St. Louis, MO – Ameren will be on the hot seat today (Monday) as it goes before the Missouri Public Service commission. The state's utility regulator is starting as many as three weeks of hearings to study Ameren's request for a rate increase.

Public Service Commission spokesman Kevin Kelly says the state hasn't had to approve an electric rate increase for Ameren since the mid-80's, which means there will be a lot of issues to consider.

And he says Ameren's response to two big power outages last year are only part of the formula: "The commission would take a look at the entire record and, looking at all the issues in the case, and determine what type of increase if any should be granted."

Kelly says the PSC must rule by the end of May on whether to grant the $360 million rate hike. Most customers would see monthly increases of about $6 on their bills.

Kelly says another factor is that the PSC staff last year recommended a rate decrease after it found Ameren was already over-earning.

"So, that is also an issue that's out there with regards to this case - you have the electric crate increase request that's been filed by Ameren UE as well as the complaint case that's been filed by the Public Service Commission staff.

"And we have upwards of 16, 18 parties involved in this case."

Ameren says it needs the rate hike to keep its infrastructure up to date.

The PSC is also considering new rules for Ameren regarding being better prepared for power outages, but Kelly says that will probably be a separate ruling done later.


Ameren also faces a public hearing today related to its plans to rebuild the Taum Sauk reservoir.

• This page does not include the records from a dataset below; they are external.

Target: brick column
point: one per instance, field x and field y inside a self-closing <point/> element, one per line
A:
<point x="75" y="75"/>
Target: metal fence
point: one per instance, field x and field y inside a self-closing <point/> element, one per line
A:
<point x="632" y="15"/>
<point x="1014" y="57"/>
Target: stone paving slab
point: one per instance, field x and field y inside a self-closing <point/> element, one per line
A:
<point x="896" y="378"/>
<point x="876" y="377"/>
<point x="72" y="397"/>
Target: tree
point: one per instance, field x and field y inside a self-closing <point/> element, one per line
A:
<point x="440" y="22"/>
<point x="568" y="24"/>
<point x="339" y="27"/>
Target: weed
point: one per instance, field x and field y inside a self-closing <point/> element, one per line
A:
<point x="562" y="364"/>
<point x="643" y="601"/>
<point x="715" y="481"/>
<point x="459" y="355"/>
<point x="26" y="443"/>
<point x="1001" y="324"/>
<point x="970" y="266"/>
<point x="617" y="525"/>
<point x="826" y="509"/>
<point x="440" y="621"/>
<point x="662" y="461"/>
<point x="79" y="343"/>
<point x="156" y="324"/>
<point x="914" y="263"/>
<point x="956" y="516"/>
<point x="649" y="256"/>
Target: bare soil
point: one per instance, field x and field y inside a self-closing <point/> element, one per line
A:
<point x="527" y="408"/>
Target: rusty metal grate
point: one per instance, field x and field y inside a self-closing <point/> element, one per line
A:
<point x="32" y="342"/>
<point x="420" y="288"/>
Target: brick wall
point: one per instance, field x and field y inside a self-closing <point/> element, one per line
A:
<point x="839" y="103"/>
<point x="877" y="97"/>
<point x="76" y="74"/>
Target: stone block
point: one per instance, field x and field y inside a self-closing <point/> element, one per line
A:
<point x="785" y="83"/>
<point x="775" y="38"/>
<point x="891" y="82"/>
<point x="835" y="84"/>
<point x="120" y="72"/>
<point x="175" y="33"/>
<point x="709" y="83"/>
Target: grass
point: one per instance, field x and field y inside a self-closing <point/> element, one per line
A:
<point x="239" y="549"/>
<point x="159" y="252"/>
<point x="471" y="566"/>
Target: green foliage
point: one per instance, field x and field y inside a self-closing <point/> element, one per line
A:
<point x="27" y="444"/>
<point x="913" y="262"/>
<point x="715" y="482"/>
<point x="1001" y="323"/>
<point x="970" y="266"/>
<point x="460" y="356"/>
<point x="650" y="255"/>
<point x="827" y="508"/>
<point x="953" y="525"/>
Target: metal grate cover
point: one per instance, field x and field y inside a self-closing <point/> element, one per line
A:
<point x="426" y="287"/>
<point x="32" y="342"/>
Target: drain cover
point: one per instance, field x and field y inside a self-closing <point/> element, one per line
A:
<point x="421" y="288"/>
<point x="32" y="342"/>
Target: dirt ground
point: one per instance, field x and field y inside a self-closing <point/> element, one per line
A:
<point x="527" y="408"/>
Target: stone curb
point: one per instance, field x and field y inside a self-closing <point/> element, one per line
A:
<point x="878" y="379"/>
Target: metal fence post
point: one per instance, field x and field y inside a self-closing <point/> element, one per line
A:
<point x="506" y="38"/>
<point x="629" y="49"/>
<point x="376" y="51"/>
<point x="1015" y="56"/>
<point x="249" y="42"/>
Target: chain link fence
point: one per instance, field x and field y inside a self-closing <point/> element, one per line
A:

Federal regulators will hold two public hearings today: One this morning in Jefferson City and a second tonight in Lesterville. Members of the public can give their opinions on the plan.

The mountaintop reservoir collapsed in late 2005. The resulting flood of more than a billion gallons devastated the Johnson's Shut-Ins State Park and injured a family of five.

Ameren says it wants to rebuild the reservoir with new safety features that would prevent another collapse.

Tonight's hearing at Lesterville will begin at 7:00 p.m. at the city's public school.